Nonetheless, the study conducted by Tauman et al. verified that obesity, and not OSAS, is the determining factor for insulin resistance and metabolic alterations seen in their cohorts. This study can explain why our study and in the one by Kaditis no metabolic alterations were found in non-obese children with and without OSAS. It appears that fat tissue plays an important role as a mediator for cytokines, growth factors, and sex steroids, which alter the action and secretion of insulin.

A longitudinal study done with children showed that metabolic alterations are more evident between 10 and 19 years of age. The differing results seen in the studies mentioned above may be related to the variations in age of the studied populations. Positive findings may prevail in older children and in adolescents, as they have been enduring the consequences of OSAS for longer than younger subjects, not to mention the impact of puberal changes.

Another confounding factor in OSAS pediatric studies is obesity, which in some papers is reported as a determining factor for the presence of metabolic alterations while not in others. More studies are required to look into children with OSAS and metabolic alterations by separating obese from non-obese subjects and analyzing them by age range.

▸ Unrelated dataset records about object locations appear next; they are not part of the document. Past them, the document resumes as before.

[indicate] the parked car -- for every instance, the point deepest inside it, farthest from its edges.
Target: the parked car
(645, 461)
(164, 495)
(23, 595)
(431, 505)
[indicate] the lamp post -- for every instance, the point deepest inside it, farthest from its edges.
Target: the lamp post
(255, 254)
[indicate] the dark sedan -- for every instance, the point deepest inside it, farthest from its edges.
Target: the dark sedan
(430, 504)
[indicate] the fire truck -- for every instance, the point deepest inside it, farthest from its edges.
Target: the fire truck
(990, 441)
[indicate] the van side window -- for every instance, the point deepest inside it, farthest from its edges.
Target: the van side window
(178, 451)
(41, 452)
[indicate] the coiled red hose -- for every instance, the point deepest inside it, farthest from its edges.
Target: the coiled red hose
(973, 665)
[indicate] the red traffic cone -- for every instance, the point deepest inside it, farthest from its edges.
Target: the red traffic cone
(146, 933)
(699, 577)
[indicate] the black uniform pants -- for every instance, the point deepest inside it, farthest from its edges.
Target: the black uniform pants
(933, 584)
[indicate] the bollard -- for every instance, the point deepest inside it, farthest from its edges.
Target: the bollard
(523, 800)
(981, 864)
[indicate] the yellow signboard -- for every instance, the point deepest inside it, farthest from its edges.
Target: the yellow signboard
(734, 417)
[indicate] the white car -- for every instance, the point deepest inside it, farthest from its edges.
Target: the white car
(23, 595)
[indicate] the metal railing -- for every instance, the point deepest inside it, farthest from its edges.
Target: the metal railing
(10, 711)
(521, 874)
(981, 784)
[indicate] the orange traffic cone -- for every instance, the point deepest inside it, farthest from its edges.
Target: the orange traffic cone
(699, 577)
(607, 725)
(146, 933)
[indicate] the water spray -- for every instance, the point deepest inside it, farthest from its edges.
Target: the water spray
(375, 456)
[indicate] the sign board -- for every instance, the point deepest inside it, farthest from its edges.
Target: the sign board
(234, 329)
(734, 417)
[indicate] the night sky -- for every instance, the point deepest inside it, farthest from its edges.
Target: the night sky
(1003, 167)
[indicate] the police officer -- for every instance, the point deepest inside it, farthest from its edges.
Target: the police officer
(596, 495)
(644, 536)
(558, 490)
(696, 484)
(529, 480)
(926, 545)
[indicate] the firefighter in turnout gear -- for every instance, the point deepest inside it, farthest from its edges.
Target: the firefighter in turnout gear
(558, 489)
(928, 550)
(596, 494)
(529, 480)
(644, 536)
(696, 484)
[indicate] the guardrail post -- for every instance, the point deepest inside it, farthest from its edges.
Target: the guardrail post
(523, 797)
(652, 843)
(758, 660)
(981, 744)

Our study looked only at non-obese children to isolate the consequences associated with OSAS from obesity. Age is known to affect the onset of metabolic alterations. Therefore, it is important to divide subjects based on their ages. However, given the difficulties inherent to polysomnographic examination, our sample had a limited number of subjects and could not be further divided into age-based subgroups.

The literature on adult OSAS is extensive, but few studies have been carried out on pediatric sleep respiratory disorders. The papers on children with OSAS and metabolic and inflammatory disorders have diverging results, mainly because of the myriad of methods employed to categorize OSAS and the variations in the data related to subject age. Adolescents appear to have different metabolic characteristics than younger children, but they have been studied together in most papers, which have thus failed to recognize the age-related variations.

CONCLUSION

Non-obese children with OSAS did not present significant blood pressure or metabolic alterations when compared to pediatric primary snoring patients.